When it comes to the abandoned European Super League, it’s all over but the shouting — and maybe some consequences.
The Premier League announced new rules with details committing club owners to the “core principles of the Premier League” and sanctions if those rules are breached.
Last week, England’s Football Association launched an inquiry into the failed Super League, requiring the six Premier League clubs involved — Manchester United, Liverpool, Arsenal, Chelsea, Manchester City, and Tottenham — to provide evidence of their participation.
In January, the global soccer federations said that any potential breakaway competition would not be recognized as legitimate, but the teams joining were lured by a $361 million gift, plus a shared pool of $4.2 billion in infrastructure improvements.

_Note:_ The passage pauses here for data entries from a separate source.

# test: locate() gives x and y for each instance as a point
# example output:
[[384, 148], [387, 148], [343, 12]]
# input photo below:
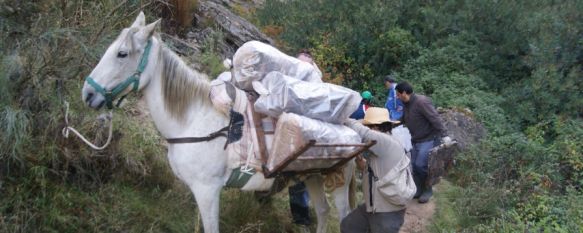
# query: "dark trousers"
[[359, 221], [298, 204], [420, 157]]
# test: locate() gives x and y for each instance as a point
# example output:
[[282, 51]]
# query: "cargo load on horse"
[[308, 135]]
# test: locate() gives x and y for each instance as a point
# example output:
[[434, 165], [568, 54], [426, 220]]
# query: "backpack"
[[398, 186]]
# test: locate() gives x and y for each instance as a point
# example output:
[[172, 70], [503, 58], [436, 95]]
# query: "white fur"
[[201, 166]]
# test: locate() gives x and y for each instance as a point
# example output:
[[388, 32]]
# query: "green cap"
[[366, 95]]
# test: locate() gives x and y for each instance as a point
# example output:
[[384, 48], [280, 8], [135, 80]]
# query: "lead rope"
[[69, 128]]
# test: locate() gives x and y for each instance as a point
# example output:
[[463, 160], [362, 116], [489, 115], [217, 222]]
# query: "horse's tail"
[[352, 191]]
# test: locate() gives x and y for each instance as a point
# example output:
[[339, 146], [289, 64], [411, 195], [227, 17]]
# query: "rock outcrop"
[[462, 126]]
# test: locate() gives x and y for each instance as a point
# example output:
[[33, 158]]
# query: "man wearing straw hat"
[[387, 180]]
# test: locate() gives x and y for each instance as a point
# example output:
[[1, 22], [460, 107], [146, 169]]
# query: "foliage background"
[[517, 65]]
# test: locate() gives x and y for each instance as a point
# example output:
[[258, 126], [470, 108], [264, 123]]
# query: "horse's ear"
[[140, 20]]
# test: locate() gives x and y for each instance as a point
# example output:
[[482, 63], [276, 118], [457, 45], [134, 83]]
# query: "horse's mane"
[[181, 85]]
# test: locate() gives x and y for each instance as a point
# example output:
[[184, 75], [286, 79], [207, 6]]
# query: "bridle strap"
[[216, 134], [132, 79]]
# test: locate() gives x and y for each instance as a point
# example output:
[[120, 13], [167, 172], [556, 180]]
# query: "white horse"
[[178, 99]]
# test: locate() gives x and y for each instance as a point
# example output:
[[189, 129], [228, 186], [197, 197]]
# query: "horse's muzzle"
[[93, 99]]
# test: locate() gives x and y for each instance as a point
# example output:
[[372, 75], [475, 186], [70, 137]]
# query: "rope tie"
[[68, 128]]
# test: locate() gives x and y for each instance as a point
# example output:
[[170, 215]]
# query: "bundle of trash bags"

The initial sequence of events seemed brief, but who knows how long it will drag out?
- April 18: 12 teams sign up for the league — JPMorgan Chase pledges roughly $4 billion to back it.

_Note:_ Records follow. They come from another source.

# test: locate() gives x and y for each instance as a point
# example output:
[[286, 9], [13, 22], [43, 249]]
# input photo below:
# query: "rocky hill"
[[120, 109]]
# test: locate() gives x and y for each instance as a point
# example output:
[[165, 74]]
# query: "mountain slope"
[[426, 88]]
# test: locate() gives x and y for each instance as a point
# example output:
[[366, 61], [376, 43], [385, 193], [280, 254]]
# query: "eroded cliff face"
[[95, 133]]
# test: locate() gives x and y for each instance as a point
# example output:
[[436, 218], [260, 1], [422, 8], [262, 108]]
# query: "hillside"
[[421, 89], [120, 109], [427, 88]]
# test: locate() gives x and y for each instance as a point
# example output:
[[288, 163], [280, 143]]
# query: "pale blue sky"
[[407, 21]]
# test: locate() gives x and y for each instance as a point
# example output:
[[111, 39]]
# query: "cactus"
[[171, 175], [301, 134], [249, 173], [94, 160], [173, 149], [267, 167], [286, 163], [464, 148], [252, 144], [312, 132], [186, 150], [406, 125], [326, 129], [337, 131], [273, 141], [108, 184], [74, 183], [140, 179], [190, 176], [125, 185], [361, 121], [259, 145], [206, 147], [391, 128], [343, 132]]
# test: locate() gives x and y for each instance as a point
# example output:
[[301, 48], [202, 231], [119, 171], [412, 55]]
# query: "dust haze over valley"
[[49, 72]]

- April 19: Outrage leads to executive resignations; U.K. Prime Minister Boris Johnson says the government will prevent the league.
- April 20: Four teams release statements confirming their withdrawal from the league, followed by others.
- April 24: Florentino Perez, president of Real Madrid, says the 12 clubs have “binding contracts” and “cannot leave,” and that the ESL or something similar will still be created.
Whether or not the league happens, other issues are coming to light.
Manchester United fans are protesting the club’s American owners, the Glazer family, who also own the NFL’s Tampa Bay Buccaneers. The family’s asking price to sell is $5.6 billion.